Huawei’s own developed Kirin 950 is appearing to be a very capable ‘system on a chip’. In addition to being fabricated on TSMC’s 16 nm FinFET process, the chipset will be running an octa-core processor, where one-half of the processor will comprise up of Cortex-A72 cores running at a speed of 2.4 GHz. Now, the latest benchmarks of Kirin 950 have been leaked, and from the looks of it, the chipset will outgun several upcoming high-performing SoCs.
Kirin 950 Benchmark Leaks Reveal That The Chipset Is Easily Able To Exceed The Scores Of Exynos 7420
An image originating from China reveals that Kirin 950 is not only processed on the 16 nm FinFET process, but the Cortex-A72 cores running at a clock speed of 2.4 GHz are sufficient enough to outrun Exynos 7420. Perhaps the biggest difference in performance is the presence of these four Cortex-A72, which will outclass the four Cortex-A57 cores present in Samsung’s current flagship SoC. Given below are the scores of both chipsets taken from their Geekbench benchmarking results.
- Single-core test: 1,909 points
- Multi-core test: 6,096 points
- Single-core test: 1,486 points
- Multi-core test: 4,970 points
It can clearly be seen that Kirin 950 has a comprehensive lead over Exynos 7420. However, Huawei is not going to have the last laugh just yet. Earlier, we published a report where the benchmarking results of Samsung’s Mongoose SoC were leaked, and from what we have seen, Samsung is also developing a SoC contender to take on the future mobile chipsets that are going to be found in handsets during the 12 month period of 2016.

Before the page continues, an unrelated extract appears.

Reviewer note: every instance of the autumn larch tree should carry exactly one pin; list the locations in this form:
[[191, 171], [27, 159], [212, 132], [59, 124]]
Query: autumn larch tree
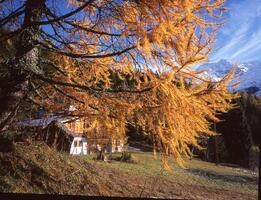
[[77, 49]]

Similar to Apple’s A8 SoC, Kirin 950 will also have an i7 co-processor present it, summarizing that Huawei is going make sufficient breathing room for the primary processors to work their magic. Since this is just another leak, we are going to have to treat it with a grain of salt and wait for more details to pour in before we can provide a more conclusive analysis regarding performance. On a side note, 2016 is going to be a fantastic year as far as mobile computing performance is concerned.